Le DPE collectif d'immeuble ne s'applique pas, faute d'immeuble : c'est le DPE individuel de chaque maison qui vaut, lors d'une vente ou d'une location. Le plan pluriannuel de travaux (PPT) issu de la loi Climat et résilience s'applique aux copropriétés d'habitation de plus de 15 ans, mais il ne porte que sur les parties communes (voirie, réseaux), pas sur le bâti privatif.

Comment sortir d'une copropriété horizontale ?

Deux voies existent. La scission de copropriété permet de détacher un ou plusieurs lots ou de diviser l'ensemble, par un vote en assemblée générale, à condition que les lots soient physiquement séparables. La transformation en lotissement fait disparaître la copropriété et rend chaque propriétaire maître de sa parcelle, mais elle exige une très forte majorité, un géomètre-expert et un redécoupage cadastral. Faites chiffrer l'opération avant de voter.
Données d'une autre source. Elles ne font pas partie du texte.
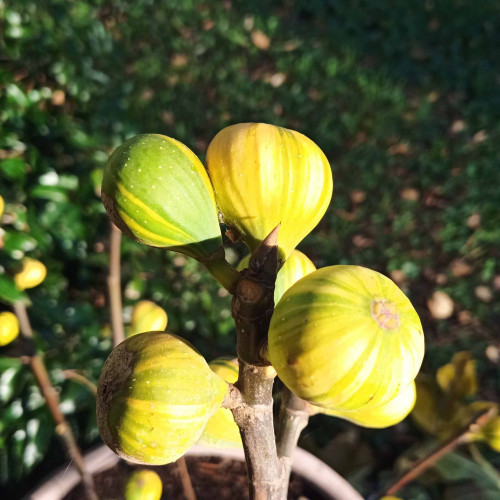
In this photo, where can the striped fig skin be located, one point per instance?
(158, 192)
(345, 338)
(264, 175)
(221, 430)
(386, 415)
(296, 267)
(155, 396)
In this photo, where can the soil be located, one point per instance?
(212, 478)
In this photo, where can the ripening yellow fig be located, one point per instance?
(221, 430)
(157, 191)
(390, 413)
(154, 398)
(345, 338)
(296, 266)
(32, 274)
(9, 327)
(147, 317)
(264, 175)
(144, 485)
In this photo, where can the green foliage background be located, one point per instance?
(403, 97)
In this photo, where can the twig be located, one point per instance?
(51, 398)
(252, 307)
(481, 419)
(78, 377)
(487, 467)
(187, 485)
(293, 418)
(114, 286)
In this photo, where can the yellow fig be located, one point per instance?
(154, 398)
(386, 415)
(147, 317)
(264, 175)
(345, 338)
(221, 430)
(144, 485)
(296, 266)
(32, 274)
(9, 327)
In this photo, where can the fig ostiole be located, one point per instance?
(221, 429)
(157, 191)
(345, 338)
(155, 396)
(265, 175)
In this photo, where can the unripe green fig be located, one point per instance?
(296, 266)
(221, 430)
(345, 338)
(265, 175)
(147, 317)
(144, 485)
(154, 398)
(386, 415)
(157, 192)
Copropriété horizontale ou ASL : comment les distinguer ?

La copropriété horizontale relève de la loi de 1965, avec un sol commun et un syndic. L'association syndicale libre (ASL) relève de l'ordonnance du 1er juillet 2004 : chaque membre est propriétaire de sa parcelle et l'association ne gère que les équipements communs (voirie, espaces verts). Pour trancher, regardez qui possède le sol et quel texte régit la structure dans les actes de propriété.